I held up a picture of people sleeping under pieces of cardboard in a dim alley. “What do they need?” I asked my Sunday school class. “Food,” someone said. “Money,” said another. “A safe place,” a boy said thoughtfully. Then one girl spoke up: “Hope.”
“Hope is expecting good things to happen,” she explained. I found it interesting that she talked about “expecting” good things when, due to challenges, it can be easy not to expect good things in life. The Bible nevertheless speaks of hope in a way that agrees with my student. If “faith is confidence in what we hope for” (Hebrews 11:1), we who have faith in Jesus can expect good things to happen.
What is this ultimate good that believers in Christ can hope for with confidence?—“the promise of entering his rest” (4:1). For believers, God’s rest includes His peace, confidence of salvation, reliance on His strength and assurance of a future heavenly home. The guarantee of God and the salvation Jesus offers is why hope can be our anchor, holding us fast in times of need (6:18–20). The world needs hope, indeed: God’s true and certain assurance that throughout good and bad times, He’ll have the final say and won’t fail us. When we trust in Him, we know that He’ll make all things right for us in His time.
By Karen Huang
REFLECT & PRAY
How does the Bible encourage and give you hope and confidence? What are some things you can thank God for?

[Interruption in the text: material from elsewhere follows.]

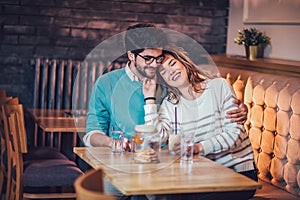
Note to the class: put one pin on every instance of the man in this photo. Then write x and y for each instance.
(117, 100)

Dear God, my hope in You is firm and secure, not because my faith is strong, but because You’re faithful to do as You’ve promised.
SCRIPTURE INSIGHT
The author of Hebrews is never identified. Scholars suggest Paul or even Barnabas, Luke, Clement, or Apollos. But no matter, the author clearly understood that his readers needed perseverance to face trials and persecution. Throughout the book, readers are encouraged to endure and hold fast to Christ (2:1–4; 3:7–4:13; 5:11–6:2). And in 10:39, they’re reminded that as believers in Jesus they “do not belong to those who shrink back and are destroyed, but to those who have faith and are saved.” Then in chapter 11, known as the “Hall of Faith,” the author commends the many men and women of the Bible who lived by faith and sometimes died because of it. Because of their witness and example, believers in Jesus are prompted to “run with perseverance the race marked out for [them]” (12:1). And he bolsters them with God’s promise: “Never will I leave you; never will I forsake you” (13:5).